According to a UCC Financing Statement filed in New York on Dec. 18, the 60-year old hedge fund manager pledged personal investments in four of his firm's portfolios as additional collateral on a credit line extended by HSBC Bank USA.
Paulson pledged his stakes in the Paulson Partners Enhanced LP, Paulson Advantage II LP, Paulson Advantage Plus II LP, and Paulson Credit Opportunities IV LP funds, the filing shows.
News of the move was first reported by Bloomberg.
The credit line has been available to the hedge funds since Dec. 20, 2010, the filing shows, and was initially backed by fees paid to the funds. "Paulson has had a credit line for at least the last five years to handle short-term cash flow," a spokesman for Paulson & Co said in a statement.
Hedge funds charge management and performance fees based on assets managed by the firm and its returns. In Paulson's case the firm charges outside investors management fees of 1 to 2 percent plus a 20 percent performance fee.

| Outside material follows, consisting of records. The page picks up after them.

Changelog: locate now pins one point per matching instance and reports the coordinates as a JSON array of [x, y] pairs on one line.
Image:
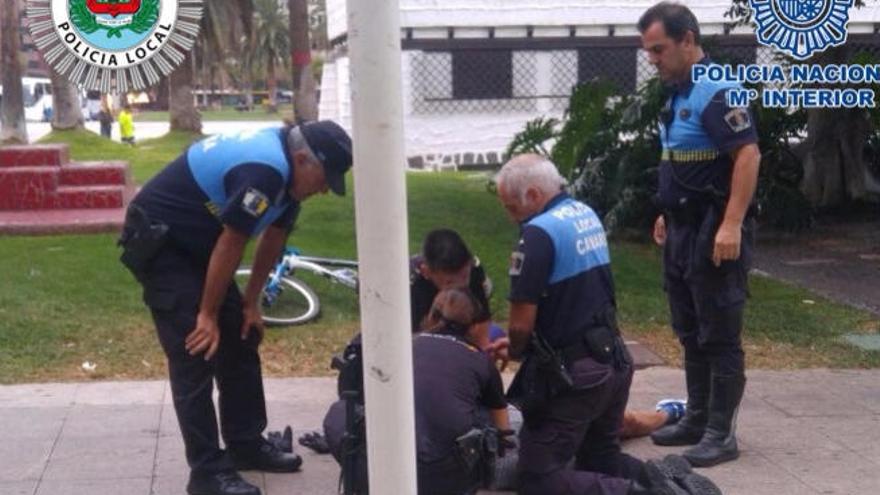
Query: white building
[[474, 71]]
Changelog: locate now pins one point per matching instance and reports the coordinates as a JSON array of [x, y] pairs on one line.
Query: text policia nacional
[[782, 93]]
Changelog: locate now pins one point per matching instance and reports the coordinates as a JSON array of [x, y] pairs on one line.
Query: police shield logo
[[254, 202], [114, 46], [738, 119], [801, 28]]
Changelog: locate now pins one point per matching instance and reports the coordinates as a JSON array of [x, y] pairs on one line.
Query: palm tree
[[12, 125], [305, 102], [221, 27], [271, 43]]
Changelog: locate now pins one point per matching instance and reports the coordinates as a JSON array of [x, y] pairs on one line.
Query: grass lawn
[[65, 300], [224, 114]]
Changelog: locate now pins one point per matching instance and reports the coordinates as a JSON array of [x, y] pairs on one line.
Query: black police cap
[[332, 146]]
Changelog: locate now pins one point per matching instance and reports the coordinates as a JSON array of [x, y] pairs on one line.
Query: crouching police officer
[[574, 383], [460, 409], [184, 236], [708, 173]]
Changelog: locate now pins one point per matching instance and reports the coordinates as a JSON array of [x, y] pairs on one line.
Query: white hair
[[531, 170]]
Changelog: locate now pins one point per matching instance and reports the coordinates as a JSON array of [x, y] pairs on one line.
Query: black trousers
[[583, 426], [707, 302], [443, 477], [172, 290]]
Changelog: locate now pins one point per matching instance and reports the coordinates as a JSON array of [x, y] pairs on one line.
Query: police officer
[[562, 291], [458, 394], [708, 173], [184, 237]]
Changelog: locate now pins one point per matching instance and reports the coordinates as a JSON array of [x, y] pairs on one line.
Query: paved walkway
[[802, 432]]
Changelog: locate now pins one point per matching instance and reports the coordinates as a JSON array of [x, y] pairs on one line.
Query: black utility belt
[[599, 343]]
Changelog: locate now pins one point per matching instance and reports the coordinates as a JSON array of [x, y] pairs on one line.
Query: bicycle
[[286, 299]]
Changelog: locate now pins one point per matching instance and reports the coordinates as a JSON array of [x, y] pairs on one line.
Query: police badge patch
[[254, 202], [516, 261], [114, 46], [738, 119], [801, 28]]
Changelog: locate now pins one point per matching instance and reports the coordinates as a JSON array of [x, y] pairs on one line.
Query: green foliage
[[607, 146]]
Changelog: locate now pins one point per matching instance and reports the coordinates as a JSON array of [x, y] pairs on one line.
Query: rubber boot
[[719, 442], [690, 429]]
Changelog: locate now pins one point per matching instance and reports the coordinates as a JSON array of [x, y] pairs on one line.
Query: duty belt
[[688, 156]]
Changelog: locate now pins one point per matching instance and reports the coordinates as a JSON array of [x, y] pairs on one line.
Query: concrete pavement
[[801, 432]]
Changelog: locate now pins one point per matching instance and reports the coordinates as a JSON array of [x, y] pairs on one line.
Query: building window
[[616, 65], [482, 74]]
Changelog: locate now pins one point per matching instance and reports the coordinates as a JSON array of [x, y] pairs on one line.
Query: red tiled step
[[71, 197], [34, 155], [23, 188], [95, 173]]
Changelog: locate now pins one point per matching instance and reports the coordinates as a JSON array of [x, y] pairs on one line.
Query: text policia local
[[784, 90]]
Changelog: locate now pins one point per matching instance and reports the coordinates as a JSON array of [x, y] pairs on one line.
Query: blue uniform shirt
[[698, 130], [562, 264], [241, 180]]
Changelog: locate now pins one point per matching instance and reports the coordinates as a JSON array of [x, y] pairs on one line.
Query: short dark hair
[[444, 250], [676, 18]]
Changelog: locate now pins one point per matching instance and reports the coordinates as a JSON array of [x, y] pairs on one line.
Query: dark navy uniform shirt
[[454, 384], [422, 292], [698, 131], [241, 180], [562, 264]]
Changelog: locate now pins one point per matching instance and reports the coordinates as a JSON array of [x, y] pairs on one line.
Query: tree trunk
[[834, 169], [66, 108], [12, 124], [305, 102], [183, 113], [271, 83]]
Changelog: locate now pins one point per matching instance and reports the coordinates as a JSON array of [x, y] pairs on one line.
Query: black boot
[[689, 430], [653, 481], [222, 483], [719, 442], [262, 455]]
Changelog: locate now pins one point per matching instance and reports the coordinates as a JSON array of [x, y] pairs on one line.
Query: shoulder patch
[[254, 202], [516, 261], [738, 119]]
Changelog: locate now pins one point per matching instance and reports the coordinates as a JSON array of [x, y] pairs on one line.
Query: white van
[[37, 98]]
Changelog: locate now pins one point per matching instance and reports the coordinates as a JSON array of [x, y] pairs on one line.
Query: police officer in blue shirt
[[708, 173], [184, 237], [574, 383]]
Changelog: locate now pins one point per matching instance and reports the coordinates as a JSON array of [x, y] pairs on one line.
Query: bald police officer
[[708, 173], [184, 236], [574, 383]]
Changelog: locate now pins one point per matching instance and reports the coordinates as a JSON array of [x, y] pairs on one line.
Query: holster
[[476, 450], [141, 239], [541, 377]]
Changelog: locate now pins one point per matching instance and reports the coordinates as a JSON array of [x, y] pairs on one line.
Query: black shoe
[[315, 441], [654, 482], [719, 442], [264, 456], [690, 429], [222, 483]]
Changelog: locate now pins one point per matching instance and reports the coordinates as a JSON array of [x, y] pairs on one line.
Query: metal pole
[[380, 205]]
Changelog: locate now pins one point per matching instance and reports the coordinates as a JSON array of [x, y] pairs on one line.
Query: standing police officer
[[708, 173], [184, 236], [562, 312]]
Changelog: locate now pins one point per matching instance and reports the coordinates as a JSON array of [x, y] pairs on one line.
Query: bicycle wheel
[[294, 303]]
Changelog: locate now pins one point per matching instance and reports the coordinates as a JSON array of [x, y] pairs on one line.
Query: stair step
[[95, 173], [34, 155], [24, 188], [70, 197]]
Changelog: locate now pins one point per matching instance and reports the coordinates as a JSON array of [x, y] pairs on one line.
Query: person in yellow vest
[[126, 124]]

Assets at Paulson & Co, which surged after the manager successfully bet against the overheated housing market in 2007, were significantly higher in 2010. They peaked at $38 billion in 2011 and have since dropped by roughly half amid uneven returns.
Last year Paulson International ended the year down 2.8 percent, a person familiar with the number said.
Forbes has estimated Paulson's net worth at $11.4 billion and last year Paulson gave $400 million to Harvard's School of Engineering and Applied Sciences, marking the largest gift ever for the Ivy League university. He also donated $8.5 million to a New York City charter school last year.
Much of Paulson's wealth is tied up in his funds, where people familiar with the firm say that roughly half of the capital belongs to the manager and other members of the firm.
It is not unusual for wealthy individuals to pledge part of the their fortune to secure credit lines. In 2014 Goldman Sachs, for example, provided a credit line to billionaire investor Steven A. Cohen, who pledged his massive art collection as collateral.